Monday, 13 June 2011

10 long years of death and misery in Afghanistan

IT'S been 10 long and bloody years. In fact, in my life it sometimes feels like it's been one long bloody war.

On Saturday, I spoke at the Stop The War - 10 Years On conference in London's Red Lion Square, along with my mentor Tony Benn, who first spoke there in 1956 against the British invasion of another Arab country, Egypt.

Then, as now, we were in league with France and, of course, Israel (some things never change).

Another speaker on Saturday was Tariq Ali, behind whom I - at 14 - marched in London in 1968 when he led the famous demo in Grosvenor Square against the massacre of millions of Vietnamese by the American "leaders of the free world".



Infamously, when millions of our compatriots, amidst straw hats and trumpets, marched off to the trenches of World War I, the adversaries, each led by cousins, one a king, the other an emperor, our leaders told us: "It will all be over by Christmas."

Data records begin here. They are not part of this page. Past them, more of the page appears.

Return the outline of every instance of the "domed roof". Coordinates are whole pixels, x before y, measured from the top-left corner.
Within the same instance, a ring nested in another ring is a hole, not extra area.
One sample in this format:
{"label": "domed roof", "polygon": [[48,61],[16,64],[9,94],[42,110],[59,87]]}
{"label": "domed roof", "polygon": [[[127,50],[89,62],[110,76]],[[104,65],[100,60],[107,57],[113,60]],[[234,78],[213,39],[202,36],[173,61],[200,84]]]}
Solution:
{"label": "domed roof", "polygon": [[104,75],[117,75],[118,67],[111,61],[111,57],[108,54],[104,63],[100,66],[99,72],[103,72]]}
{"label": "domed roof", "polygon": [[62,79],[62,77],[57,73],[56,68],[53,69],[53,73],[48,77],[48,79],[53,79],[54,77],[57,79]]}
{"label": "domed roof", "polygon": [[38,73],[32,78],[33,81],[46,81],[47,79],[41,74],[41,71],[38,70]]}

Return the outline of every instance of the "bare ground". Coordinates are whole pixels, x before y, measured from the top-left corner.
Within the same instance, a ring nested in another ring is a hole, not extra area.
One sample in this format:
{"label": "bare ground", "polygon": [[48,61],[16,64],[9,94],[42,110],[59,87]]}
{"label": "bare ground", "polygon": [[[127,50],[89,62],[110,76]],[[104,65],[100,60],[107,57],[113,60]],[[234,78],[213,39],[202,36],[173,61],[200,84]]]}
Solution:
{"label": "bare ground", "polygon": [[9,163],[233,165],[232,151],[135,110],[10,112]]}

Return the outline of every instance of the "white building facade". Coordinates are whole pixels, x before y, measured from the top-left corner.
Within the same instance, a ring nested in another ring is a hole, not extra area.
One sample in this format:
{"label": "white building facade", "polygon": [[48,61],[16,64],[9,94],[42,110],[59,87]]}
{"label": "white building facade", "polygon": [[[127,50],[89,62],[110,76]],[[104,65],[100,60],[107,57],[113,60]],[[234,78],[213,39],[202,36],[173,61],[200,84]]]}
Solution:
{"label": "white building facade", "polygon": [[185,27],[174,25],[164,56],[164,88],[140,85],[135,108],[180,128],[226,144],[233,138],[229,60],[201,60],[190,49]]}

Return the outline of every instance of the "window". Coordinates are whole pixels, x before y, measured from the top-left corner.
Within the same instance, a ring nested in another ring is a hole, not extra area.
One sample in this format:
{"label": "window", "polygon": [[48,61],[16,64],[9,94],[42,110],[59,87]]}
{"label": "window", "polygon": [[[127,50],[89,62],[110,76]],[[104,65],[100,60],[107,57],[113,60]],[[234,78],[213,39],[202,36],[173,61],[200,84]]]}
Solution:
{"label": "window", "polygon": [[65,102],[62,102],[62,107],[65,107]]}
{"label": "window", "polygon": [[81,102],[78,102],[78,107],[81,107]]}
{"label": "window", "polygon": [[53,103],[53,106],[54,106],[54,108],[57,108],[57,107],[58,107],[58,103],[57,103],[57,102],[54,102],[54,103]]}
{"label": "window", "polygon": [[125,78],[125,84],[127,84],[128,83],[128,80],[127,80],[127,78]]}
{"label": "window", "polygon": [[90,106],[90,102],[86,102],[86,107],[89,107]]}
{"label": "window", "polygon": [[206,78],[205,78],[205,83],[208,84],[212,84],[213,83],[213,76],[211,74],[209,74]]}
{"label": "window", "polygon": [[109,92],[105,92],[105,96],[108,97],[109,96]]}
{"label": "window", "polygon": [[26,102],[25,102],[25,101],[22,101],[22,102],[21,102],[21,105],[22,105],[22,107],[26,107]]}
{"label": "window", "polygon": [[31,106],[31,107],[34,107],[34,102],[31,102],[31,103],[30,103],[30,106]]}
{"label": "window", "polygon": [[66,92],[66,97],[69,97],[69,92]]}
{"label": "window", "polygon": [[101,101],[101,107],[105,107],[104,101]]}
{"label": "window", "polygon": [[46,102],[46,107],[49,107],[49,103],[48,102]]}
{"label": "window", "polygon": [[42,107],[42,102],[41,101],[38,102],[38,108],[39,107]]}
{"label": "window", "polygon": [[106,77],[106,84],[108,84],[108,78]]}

Words to be avoided then, given it lasted four years and left tens of millions dead, blinded, gassed, maimed, widowed, orphaned.

But not by that friend of liberty, Jack Straw. In an exchange of verbal fire with me in early 2002, Straw claimed our soldiers in Afghanistan would be home, the war won, by Christmas.

I warned him then that it would not be won and that our soldiers would still be there "10 Christmases hence".

I remember like it was the script of a Terence Rattigan play. He laughed a long theatrical falsetto laugh, in which the great majority of those present joined in. Oh, how they laughed.

No one's laughing now.

But many are weeping after a bloody few weeks in which American, British, French and Italian soldiers have been going down like flies.

And though no one counts the Afghans (their blood doesn't count like ours. Count the column inches if you don't believe me) they are dying at the rate of 10 of "them" to one of "us". The families of sacrificed poor British infantry are surely now asking, why? If Bin Laden is dead, if al-Qaeda are gone from Afghanistan, as the Pentagon say they are, why are we still there? Why are our darling young sons still coming home stiff and cold to be buried in the ground? One of the architects of the Vietnam slaughter - which included the use of gas and chemical weapons - was the teutonic Dr Strangelove, Henry Kissinger, as Secretary of State to President Richard Nixon during the latter's long descent into madness. And not just Vietnam, of course, but Cambodia, Laos, East Timor, Chile, Argentina...

Indeed, it was said that satire died the day that Dr K got the Nobel Peace Prize - he having the blood of more innocents on his hands than any man alive.

Surely it has died again now that other teutonic creep Sepp Blatter has appointed the same Henry Kissinger to "clean up" FIFA. What'll it be next, appointing Tony Blair as the Middle East Peace Envoy?